Global horizontal sounding technique
The Global horizontal sounding technique (GHOST) program was an atmospheric field research project in the late 1960s for investigating the technical ability to gather weather data using thousands of simultaneous long-duration balloons for very long-range global scale numerical weather prediction in preparation for the Global Atmospheric Research Program (GARP).
Unlike radiosonde balloons which collect vertical atmospheric sounding data over the release point during a relatively short ascent lasting a few hours, horizontal sounding balloons stay aloft for much longer periods lasting several weeks or months, floating at a constant-density altitude.
The GHOST design explored the performance a superpressure balloon with a spherical two-layer PET film envelope holding the gas inside at a higher pressure than the surrounding atmosphere, allowing it to maintain a nearly constant altitude. These gas balloons float at a constant density altitude, where the balloon displaces a mass of air equal to its own mass. Expansion of the lifting gas due to solar heating, as in a zero-pressure balloon, is avoided in a superpressure balloon. The inextensible PET film allows the pressure to rise as the gas is heated, rather than allow the volume to expand. This allows them to drift with, and track, horizontal atmospheric air currents at a constant air pressure level (a constant altitude) above the Earth's surface.
The electronics payload was suspended below the balloon on a tether that also acted as a high frequency band radio antenna. The GHOST payload included a sun angle sensor that varied the repetition rate of its Morse code radio signal to allow technicians on the ground to locate it using an HF receiver and a set of sun angle tables.
Although 231 GHOST balloons were launched in a four-year period between March 1966 and December 1969 the flight lifetime at low altitudes (below 12 km) proved to be too short, despite many redesigns of the balloon system to improve the performance. Without both upper level and lower level long-duration balloons, the GHOST system idea was deemed infeasible for the GARP requirements. The GHOST program was superseded by research on the 'Carrier Balloon' system, also known as 'Mother GHOST'.
On September 29, 1968 a 10-foot (3-meter) GHOST balloon at an altitude of approximately 52,000 feet (16,000 meters) completed a full 365 days in flight, becoming the first balloon to fly for a full year. This record-breaking balloon, launched from Christchurch, New Zealand by the U.S. National Center for Atmospheric Research (NCAR), continued to fly for an additional 76 days, completing 35 circumnavigations of the Earth. The longest flight of the program was 744 days, or just over two years. The balloons could not be flown in the Northern Hemisphere because the Soviet Union would not permit overflights at the time.
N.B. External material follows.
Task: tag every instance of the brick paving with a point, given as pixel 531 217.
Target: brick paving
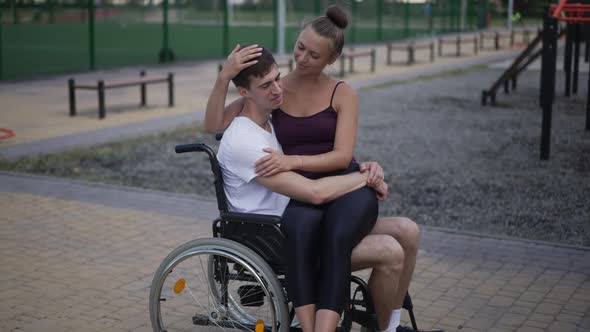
pixel 80 257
The Ghost Project based at Christchurch Airport New Zealand was still running in 1973. A Ghost project balloon was seen by a member of the public in 1985.
Vincent E. Lally of NCAR received the Otto C. Winzen Lifetime Achievement Award from the American Institute of Aeronautics and Astronautics in 2003 for his pioneering work in the application and development of superpressure balloons for worldwide atmospheric measurements, including the GHOST program. Winzen was a pioneer of modern ballooning, and this award recognizes outstanding contributions to the advancement of free-flight balloon systems or related technologies.